机器正在观察：探索大型语言模型检测算法生成域的潜力

算法生成域（agd）是许多现代恶意软件活动不可或缺的一部分，允许攻击者建立弹性命令和控制通道。虽然机器学习技术越来越多地用于检测agd，但大型语言模型（llm）在该领域的潜力仍未得到充分开发。在本文中，我们检查了九个商业llm识别恶意agd的能力，没有参数调优或特定领域的训练。我们使用最小标记示例和具有多种提示策略的不同数据集来评估零射击方法和少射击学习方法。我们的研究结果表明，某些llm的检测准确率在77.3%到89.3%之间。在10次分类设置中，最大的模型擅长区分恶意软件家族，特别是那些使用基于哈希的生成方案的恶意软件，这强调了llm对高级威胁检测的承诺。然而，当这些模型遇到真实的DNS流量时，就会出现明显的限制。良性但结构可疑域的性能下降突出了操作环境中误报的风险。考虑到需要避免破坏合法服务的错误域阻塞，这个缺点会给安全从业者带来实际后果。我们的研究结果强调了llm驱动AGD检测的实用性，同时强调了未来需要研究的关键领域（如更稳健的预警设计和模型改进），以确保生产环境中的可靠性。

本文章由计算机程序翻译，如有差异，请以英文原文为准。

求助全文

约1分钟内获得全文求助全文

来源期刊

Journal of Information Security and Applications Computer Science-Computer Networks and Communications

CiteScore

10.90

自引率

5.40%

发文量

206

审稿时长

56 days

期刊介绍： Journal of Information Security and Applications (JISA) focuses on the original research and practice-driven applications with relevance to information security and applications.
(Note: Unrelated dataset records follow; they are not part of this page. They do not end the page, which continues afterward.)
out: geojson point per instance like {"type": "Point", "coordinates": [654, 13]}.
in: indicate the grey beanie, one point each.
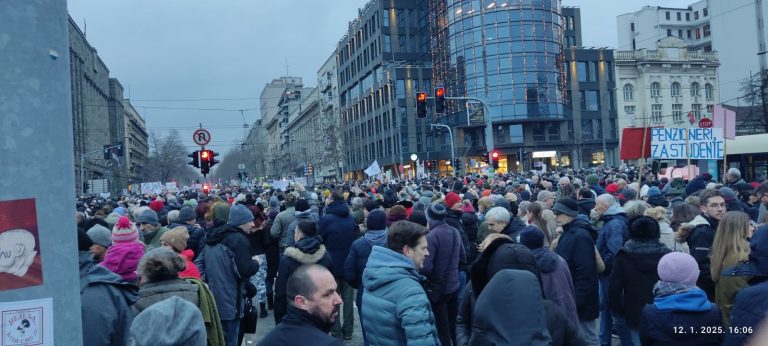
{"type": "Point", "coordinates": [186, 213]}
{"type": "Point", "coordinates": [239, 215]}
{"type": "Point", "coordinates": [148, 216]}
{"type": "Point", "coordinates": [100, 235]}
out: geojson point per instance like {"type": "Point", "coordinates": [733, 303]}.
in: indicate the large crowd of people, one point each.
{"type": "Point", "coordinates": [537, 258]}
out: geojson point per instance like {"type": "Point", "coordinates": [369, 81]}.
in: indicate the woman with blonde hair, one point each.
{"type": "Point", "coordinates": [667, 233]}
{"type": "Point", "coordinates": [730, 247]}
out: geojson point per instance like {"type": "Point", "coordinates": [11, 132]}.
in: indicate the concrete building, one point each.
{"type": "Point", "coordinates": [383, 60]}
{"type": "Point", "coordinates": [136, 146]}
{"type": "Point", "coordinates": [661, 87]}
{"type": "Point", "coordinates": [732, 28]}
{"type": "Point", "coordinates": [330, 163]}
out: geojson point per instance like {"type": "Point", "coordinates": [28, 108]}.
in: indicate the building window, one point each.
{"type": "Point", "coordinates": [696, 107]}
{"type": "Point", "coordinates": [655, 89]}
{"type": "Point", "coordinates": [516, 134]}
{"type": "Point", "coordinates": [656, 112]}
{"type": "Point", "coordinates": [694, 89]}
{"type": "Point", "coordinates": [629, 92]}
{"type": "Point", "coordinates": [677, 112]}
{"type": "Point", "coordinates": [586, 129]}
{"type": "Point", "coordinates": [675, 89]}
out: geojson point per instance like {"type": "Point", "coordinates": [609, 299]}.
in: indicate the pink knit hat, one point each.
{"type": "Point", "coordinates": [124, 231]}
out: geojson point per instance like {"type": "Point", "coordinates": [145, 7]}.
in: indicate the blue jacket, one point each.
{"type": "Point", "coordinates": [441, 266]}
{"type": "Point", "coordinates": [226, 265]}
{"type": "Point", "coordinates": [339, 230]}
{"type": "Point", "coordinates": [748, 311]}
{"type": "Point", "coordinates": [612, 237]}
{"type": "Point", "coordinates": [577, 248]}
{"type": "Point", "coordinates": [665, 320]}
{"type": "Point", "coordinates": [395, 309]}
{"type": "Point", "coordinates": [106, 304]}
{"type": "Point", "coordinates": [358, 256]}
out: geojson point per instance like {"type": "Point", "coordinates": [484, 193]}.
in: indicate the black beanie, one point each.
{"type": "Point", "coordinates": [84, 242]}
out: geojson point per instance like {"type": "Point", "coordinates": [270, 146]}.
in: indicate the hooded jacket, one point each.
{"type": "Point", "coordinates": [509, 311]}
{"type": "Point", "coordinates": [181, 321]}
{"type": "Point", "coordinates": [300, 328]}
{"type": "Point", "coordinates": [339, 230]}
{"type": "Point", "coordinates": [612, 236]}
{"type": "Point", "coordinates": [630, 285]}
{"type": "Point", "coordinates": [226, 265]}
{"type": "Point", "coordinates": [105, 304]}
{"type": "Point", "coordinates": [701, 235]}
{"type": "Point", "coordinates": [666, 316]}
{"type": "Point", "coordinates": [395, 309]}
{"type": "Point", "coordinates": [576, 247]}
{"type": "Point", "coordinates": [308, 250]}
{"type": "Point", "coordinates": [441, 266]}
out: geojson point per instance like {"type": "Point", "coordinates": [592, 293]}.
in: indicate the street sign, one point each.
{"type": "Point", "coordinates": [201, 137]}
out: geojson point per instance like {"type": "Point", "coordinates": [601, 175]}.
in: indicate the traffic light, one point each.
{"type": "Point", "coordinates": [421, 104]}
{"type": "Point", "coordinates": [195, 159]}
{"type": "Point", "coordinates": [440, 100]}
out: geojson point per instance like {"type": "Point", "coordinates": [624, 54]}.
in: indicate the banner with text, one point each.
{"type": "Point", "coordinates": [691, 143]}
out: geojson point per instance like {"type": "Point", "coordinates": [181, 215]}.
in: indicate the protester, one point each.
{"type": "Point", "coordinates": [314, 306]}
{"type": "Point", "coordinates": [396, 310]}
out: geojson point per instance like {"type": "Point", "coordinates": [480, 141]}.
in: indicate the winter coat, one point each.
{"type": "Point", "coordinates": [308, 250]}
{"type": "Point", "coordinates": [396, 310]}
{"type": "Point", "coordinates": [358, 256]}
{"type": "Point", "coordinates": [586, 205]}
{"type": "Point", "coordinates": [701, 235]}
{"type": "Point", "coordinates": [667, 316]}
{"type": "Point", "coordinates": [471, 228]}
{"type": "Point", "coordinates": [123, 259]}
{"type": "Point", "coordinates": [556, 282]}
{"type": "Point", "coordinates": [288, 234]}
{"type": "Point", "coordinates": [300, 328]}
{"type": "Point", "coordinates": [280, 227]}
{"type": "Point", "coordinates": [749, 310]}
{"type": "Point", "coordinates": [196, 234]}
{"type": "Point", "coordinates": [630, 285]}
{"type": "Point", "coordinates": [441, 266]}
{"type": "Point", "coordinates": [339, 230]}
{"type": "Point", "coordinates": [105, 306]}
{"type": "Point", "coordinates": [577, 248]}
{"type": "Point", "coordinates": [226, 265]}
{"type": "Point", "coordinates": [191, 271]}
{"type": "Point", "coordinates": [154, 292]}
{"type": "Point", "coordinates": [509, 311]}
{"type": "Point", "coordinates": [612, 237]}
{"type": "Point", "coordinates": [743, 274]}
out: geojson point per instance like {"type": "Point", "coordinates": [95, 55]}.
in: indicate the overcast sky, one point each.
{"type": "Point", "coordinates": [214, 57]}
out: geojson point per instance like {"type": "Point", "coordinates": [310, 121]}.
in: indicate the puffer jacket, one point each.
{"type": "Point", "coordinates": [701, 235]}
{"type": "Point", "coordinates": [395, 309]}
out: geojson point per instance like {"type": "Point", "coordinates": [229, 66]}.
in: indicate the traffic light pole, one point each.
{"type": "Point", "coordinates": [488, 122]}
{"type": "Point", "coordinates": [453, 155]}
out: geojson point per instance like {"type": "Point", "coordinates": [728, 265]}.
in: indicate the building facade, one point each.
{"type": "Point", "coordinates": [661, 87]}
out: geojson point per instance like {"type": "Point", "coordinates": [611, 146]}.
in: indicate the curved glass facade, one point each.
{"type": "Point", "coordinates": [508, 52]}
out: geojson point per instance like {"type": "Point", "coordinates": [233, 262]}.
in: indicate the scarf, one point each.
{"type": "Point", "coordinates": [664, 288]}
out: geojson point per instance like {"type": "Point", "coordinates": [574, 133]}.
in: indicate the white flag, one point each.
{"type": "Point", "coordinates": [373, 169]}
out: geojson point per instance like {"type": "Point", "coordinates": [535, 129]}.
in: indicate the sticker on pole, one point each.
{"type": "Point", "coordinates": [201, 137]}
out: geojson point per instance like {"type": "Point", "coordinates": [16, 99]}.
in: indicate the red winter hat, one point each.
{"type": "Point", "coordinates": [156, 205]}
{"type": "Point", "coordinates": [451, 199]}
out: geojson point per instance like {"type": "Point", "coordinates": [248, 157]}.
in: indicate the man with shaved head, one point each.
{"type": "Point", "coordinates": [312, 309]}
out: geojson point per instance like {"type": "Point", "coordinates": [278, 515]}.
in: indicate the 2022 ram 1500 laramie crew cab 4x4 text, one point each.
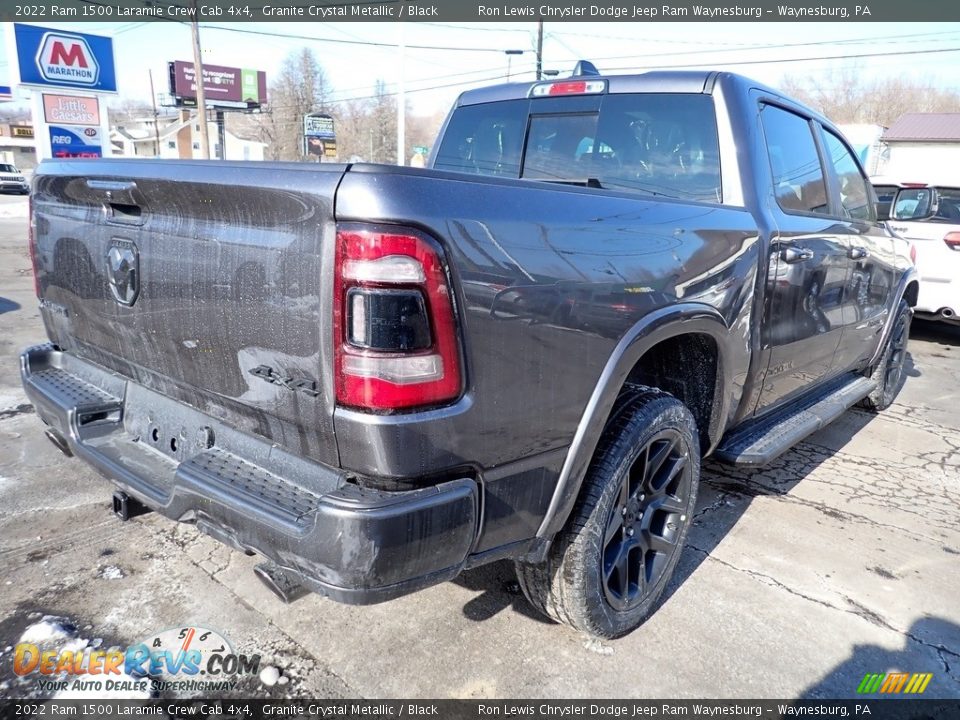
{"type": "Point", "coordinates": [378, 376]}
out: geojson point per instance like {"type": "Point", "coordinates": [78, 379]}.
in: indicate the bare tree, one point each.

JISA provides a common linkage between a vibrant scientific and research community and industry professionals by offering a clear view on modern problems and challenges in information security, as well as identifying promising scientific and "best-practice" solutions. JISA issues offer a balance between original research work and innovative industrial approaches by internationally renowned information security experts and researchers.